Towards Hypergravity

TL;DR

This paper explores a novel hypergravity gauge theory based on an infinite Lie algebraic structure, aiming to unify gravity with matter fields and address existing theoretical difficulties.

Contribution

It introduces a hypergravity framework with an infinite Lie algebra, paralleling string theories, and discusses its potential to overcome challenges in quantum gravity models.

Findings

Proposes a hypergravity gauge theory with infinite Lie algebraic generators.

Shows how metric-affine and Poincaré gravity emerge via spontaneous symmetry breaking.

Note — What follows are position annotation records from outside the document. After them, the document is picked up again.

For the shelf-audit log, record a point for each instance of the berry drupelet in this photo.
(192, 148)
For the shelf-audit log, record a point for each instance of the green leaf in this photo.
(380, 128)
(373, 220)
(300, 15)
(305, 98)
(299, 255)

Suggests the theory can address unitarity and renormalizability issues in gravity.

Abstract

The aim of this paper is to discuss a kinematical algebraic structure of a theory of gravity, that would be unitary, renormalizable and coupled in the same manner to both spinorial and tensorial matter fields. An analysis of the common features as well as differences of the Yang-Mills theories and gauge theories of gravity is carried out. In particular, we consider the following issues: (i) Representations of the relevant global symmetry on states and on fields, (ii) Relations between the relevant global and local symmetries, (iii) Representations of the local symmetries on states and fields, (iv) Dimensional analysis of the gauge algebra generators and the number of counter terms, and (v) Coupling to the spinorial matter fields. We conclude, that various difficulties on the gravity side can be overcome by considering the below outlined Hypergravity gauge theory, that to some extend parallels the string/membrane theories. This theory is based on an infinite Lie algebraic structure of generators that transforms as "states" of the infinite-dimensional irreducible representation of the $\bar{SL}(4,R)$ subgroup of the Group of General Coordinate Transformations of R^4. The metric-affine and Poincar\'e gauge theories of gravity are obtained through a spontaneous symmetry breaking mechanism, with the metric field as nonlinear symmetry realizer.